On the 18th of October, Leonor Cipriano was observed by Irene Posalaky, a doctor at Odemira Prison, for whom “the lesions that were observed could not result from a fall of the stairs, because they are never symmetrical (like the ones that the prisoner had) or nice and round”. The doctor referred that despite not being an expert in forensics medicine, she had already contacted with several victims of domestic violence that presented lesions that resembled those of the prisoner.
A second report, dated the 25th of February 2005, which was based on the former medical reports, on photographs, on examinations and on Leonor’s clinical file, concluded in the same sense, that the lesions “suggest multiple and repeated aggressions”.
The last report in the process that Expresso consulted, which was written by the Counsel for Forensics Medicine, concluded in the same sense, adding that the “black eyes” strongly suggest being the result of fist blows and that the other aggressions were produced by kicks. This report was based on the clinical records and on the photographs.
In order to prove torture, the accusation to this evidence the deposition where Leonor Cipriano refers that she was beaten to her head with a carton tube that was approximately 1 metre long. Leonor allegedly had a blue plastic bag over her head, so she could not see who was beating her, and further referred that she was forced to kneel on two ashtrays.
Natália Silva, an employee at Odemira Prison where Leonor is fulfilling her sentence, referred that she saw “something that resembled creases”, but she erased those photographs “because no bruises, red areas, injuries or bleeding cuts were visible”.
The defense’s version sustains that Leonor Cipriano confessed her will to commit suicide and that when she went to the toilet she threw herself off the stairs at the Polícia Judiciária in Faro. The defense further alleges that Leonor had already confessed to the crime on the day before, the 13th of October 2004, and ‘holds’ to the fact that Leonor failed to identify any of the arguidos.
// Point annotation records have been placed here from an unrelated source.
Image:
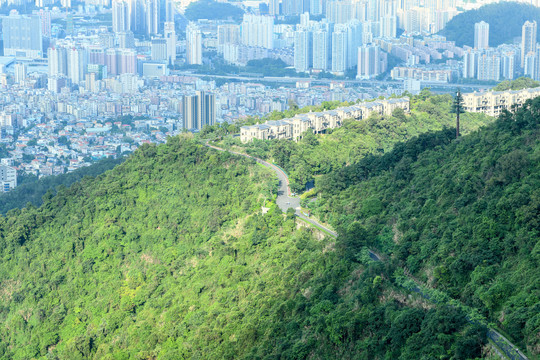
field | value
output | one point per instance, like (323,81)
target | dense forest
(315,155)
(505,20)
(462,216)
(32,189)
(517,84)
(169,256)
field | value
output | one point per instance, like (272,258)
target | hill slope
(505,20)
(168,256)
(463,216)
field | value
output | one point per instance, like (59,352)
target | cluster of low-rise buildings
(494,102)
(293,128)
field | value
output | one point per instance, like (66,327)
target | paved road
(509,349)
(366,83)
(285,200)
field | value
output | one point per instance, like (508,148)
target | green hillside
(32,189)
(462,216)
(322,154)
(168,256)
(505,20)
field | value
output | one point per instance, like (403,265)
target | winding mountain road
(286,200)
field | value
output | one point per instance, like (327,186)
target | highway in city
(364,83)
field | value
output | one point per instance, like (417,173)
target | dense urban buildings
(22,36)
(481,35)
(198,110)
(8,178)
(99,79)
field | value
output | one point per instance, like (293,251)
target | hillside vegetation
(517,84)
(463,216)
(505,20)
(33,189)
(321,154)
(168,256)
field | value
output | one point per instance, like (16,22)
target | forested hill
(168,256)
(505,20)
(462,215)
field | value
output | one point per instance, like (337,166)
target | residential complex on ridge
(319,122)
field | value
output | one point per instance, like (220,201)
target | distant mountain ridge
(505,20)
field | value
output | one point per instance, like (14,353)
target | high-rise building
(489,66)
(228,34)
(273,7)
(193,44)
(126,40)
(127,61)
(45,16)
(481,35)
(528,39)
(57,61)
(152,17)
(509,63)
(354,40)
(169,33)
(159,49)
(388,26)
(316,7)
(22,36)
(198,110)
(19,73)
(470,63)
(77,64)
(169,11)
(8,178)
(120,16)
(258,31)
(321,49)
(371,61)
(339,50)
(303,46)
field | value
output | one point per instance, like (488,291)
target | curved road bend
(285,201)
(284,198)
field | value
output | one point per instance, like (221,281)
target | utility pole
(458,108)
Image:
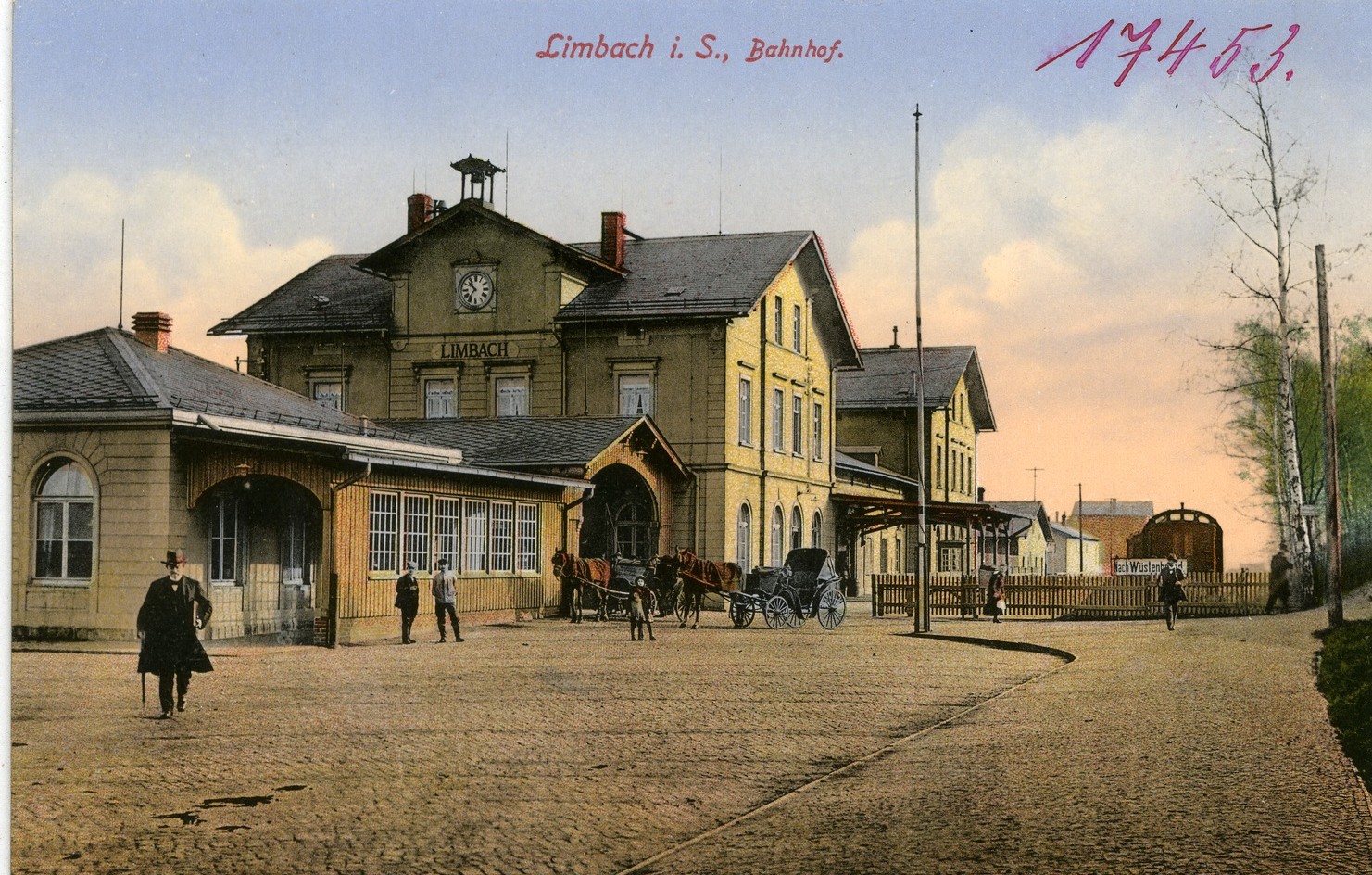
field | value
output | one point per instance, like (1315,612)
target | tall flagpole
(922,567)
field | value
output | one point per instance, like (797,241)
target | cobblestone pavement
(548,747)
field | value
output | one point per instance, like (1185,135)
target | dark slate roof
(719,276)
(331,296)
(107,370)
(528,441)
(1072,533)
(885,381)
(699,276)
(1026,514)
(1113,509)
(846,463)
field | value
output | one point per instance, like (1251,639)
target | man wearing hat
(171,612)
(1169,590)
(408,599)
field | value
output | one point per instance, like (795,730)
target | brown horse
(700,576)
(575,575)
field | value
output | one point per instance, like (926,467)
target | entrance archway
(261,546)
(622,516)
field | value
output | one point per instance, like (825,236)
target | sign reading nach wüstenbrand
(1141,567)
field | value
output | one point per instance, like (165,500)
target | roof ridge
(150,387)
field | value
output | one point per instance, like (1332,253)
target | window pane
(778,533)
(510,396)
(79,521)
(383,532)
(745,538)
(473,536)
(636,395)
(439,399)
(417,532)
(79,559)
(745,411)
(502,536)
(527,538)
(447,529)
(328,395)
(778,402)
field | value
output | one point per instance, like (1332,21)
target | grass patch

Nevertheless, according to the process, on the 13th Leonor confessed to the existence of the crime but blamed her brother, João Cipriano, who had also confessed to the crime already. But the main piece of evidence that would complement the confessions remained undiscovered: Joana’s body. Maybe that was why, even after the alleged fall (or the aggressions) Leonor did not go directly to prison. On her way, she passed through Figueira and Alvor, because according to the Judiciária she wanted to identify the body’s whereabouts.
Joana’s body was never found but Leonor Cipriano and her brother, João, ended up condemned to 16 years in prison over homicide and cadaver concealment.